The cricket board is stuck between the proverbial rock and a hard place. Given that the 2019 50-over ICC World Cup is scheduled to begin on May 30, the IPL cannot be delayed.

In fact, if the Lodha recommendation of respecting a 15-day break between the IPL and any cricket tournament is adhered to, and if the ICC regulation for participating teams to remain available for promotions two weeks before the start of the tournament is kept in perspective, the BCCI has little choice but to conclude the 2019 IPL by the middle of May.

Keeping this in mind, the BCCI has zeroed in on March 29, 2019 as the starting date of the IPL’s 12th edition, TOI has learned. However, World Cup deadline is only part of the problem for BCCI. Those in the know of things say, “If the centre doesn’t call for early Lok Sabha elections, the board will have to seriously consider its options over the IPL.”


The last three general elections in India have been held between the months of April and May.
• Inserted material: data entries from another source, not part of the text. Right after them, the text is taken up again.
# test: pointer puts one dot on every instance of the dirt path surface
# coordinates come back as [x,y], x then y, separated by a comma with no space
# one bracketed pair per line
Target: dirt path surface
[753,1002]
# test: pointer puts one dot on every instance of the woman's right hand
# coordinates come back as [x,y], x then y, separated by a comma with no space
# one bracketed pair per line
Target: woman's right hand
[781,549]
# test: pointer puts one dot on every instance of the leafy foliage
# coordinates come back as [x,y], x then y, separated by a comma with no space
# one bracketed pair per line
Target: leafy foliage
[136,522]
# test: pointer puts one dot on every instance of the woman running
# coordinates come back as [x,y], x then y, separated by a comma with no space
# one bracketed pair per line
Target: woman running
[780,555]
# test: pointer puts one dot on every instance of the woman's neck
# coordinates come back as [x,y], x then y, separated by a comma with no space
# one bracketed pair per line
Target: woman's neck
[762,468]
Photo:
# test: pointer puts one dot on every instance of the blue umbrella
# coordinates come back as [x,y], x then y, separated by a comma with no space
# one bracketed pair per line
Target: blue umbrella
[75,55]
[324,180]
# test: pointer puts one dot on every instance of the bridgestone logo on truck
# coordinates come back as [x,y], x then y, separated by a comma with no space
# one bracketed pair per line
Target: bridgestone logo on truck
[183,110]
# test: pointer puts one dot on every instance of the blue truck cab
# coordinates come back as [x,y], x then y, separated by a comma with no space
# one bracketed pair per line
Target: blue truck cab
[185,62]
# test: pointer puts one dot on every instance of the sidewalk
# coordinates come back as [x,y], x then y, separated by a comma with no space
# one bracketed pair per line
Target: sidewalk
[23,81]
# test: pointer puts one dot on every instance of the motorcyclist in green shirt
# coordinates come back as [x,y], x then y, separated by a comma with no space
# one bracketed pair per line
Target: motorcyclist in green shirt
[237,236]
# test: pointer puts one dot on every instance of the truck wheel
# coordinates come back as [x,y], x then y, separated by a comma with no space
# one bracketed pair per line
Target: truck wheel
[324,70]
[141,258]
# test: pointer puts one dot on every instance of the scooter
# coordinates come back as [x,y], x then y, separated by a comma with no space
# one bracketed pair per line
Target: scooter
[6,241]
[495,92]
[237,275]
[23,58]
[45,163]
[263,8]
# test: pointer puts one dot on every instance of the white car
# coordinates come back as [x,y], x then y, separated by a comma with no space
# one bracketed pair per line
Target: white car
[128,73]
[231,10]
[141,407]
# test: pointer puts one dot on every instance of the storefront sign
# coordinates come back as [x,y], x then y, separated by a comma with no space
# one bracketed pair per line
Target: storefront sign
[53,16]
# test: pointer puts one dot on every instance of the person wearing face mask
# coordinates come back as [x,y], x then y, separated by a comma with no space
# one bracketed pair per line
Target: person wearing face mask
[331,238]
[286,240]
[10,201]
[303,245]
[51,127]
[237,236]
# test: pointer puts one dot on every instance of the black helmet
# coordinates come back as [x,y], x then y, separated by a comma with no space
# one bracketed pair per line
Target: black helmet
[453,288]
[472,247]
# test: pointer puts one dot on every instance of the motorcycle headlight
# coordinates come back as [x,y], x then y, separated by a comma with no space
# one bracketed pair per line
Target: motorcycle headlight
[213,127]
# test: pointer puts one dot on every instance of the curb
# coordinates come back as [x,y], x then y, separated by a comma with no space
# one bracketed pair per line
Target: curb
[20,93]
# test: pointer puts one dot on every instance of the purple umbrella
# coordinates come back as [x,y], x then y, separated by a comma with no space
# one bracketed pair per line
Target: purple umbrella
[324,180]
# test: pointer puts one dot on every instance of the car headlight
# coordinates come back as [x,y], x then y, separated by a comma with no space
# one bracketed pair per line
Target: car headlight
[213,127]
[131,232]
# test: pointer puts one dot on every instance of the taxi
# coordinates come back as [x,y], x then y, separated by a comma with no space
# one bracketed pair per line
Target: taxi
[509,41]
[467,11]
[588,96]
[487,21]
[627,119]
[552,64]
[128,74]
In fact, the 2014 general election – one that was held over nine electoral phases – turned out to be one of the longest elections the country had ever seen and a similar duration can be expected for the next Lok Sabha polls.

“The IPL – under the new set of contracts and revenue models – is going to be a billion-dollar entity every season. There’s a lot at stake for many who are committed to the league. Moreover, there’s absolute unanimity among stakeholders that as much as possible, they’d like the league to be played in India, not abroad,” sources said. In 2009, the BCCI had moved IPL to South Africa because of the general elections but the move proved troublesome for the board because it failed to gather the required clearance from the Reserve Bank of India (RBI) on transfer of funds – to conduct the tournament abroad.


In 2014, BCCI had to shift the IPL again because of the general elections – this time to the United Arab Emirates (UAE) – but only for a period of 19 days, before moving back to India for the rest of the tournament. “However, the 2019 general elections is going to be unlike any other in the past given the scale and stakes. IPL stakeholders will definitely want to know in advance if the 2019 edition can potentially clash with the elections. Planning in advance will be the key,” said a tournament stakeholder.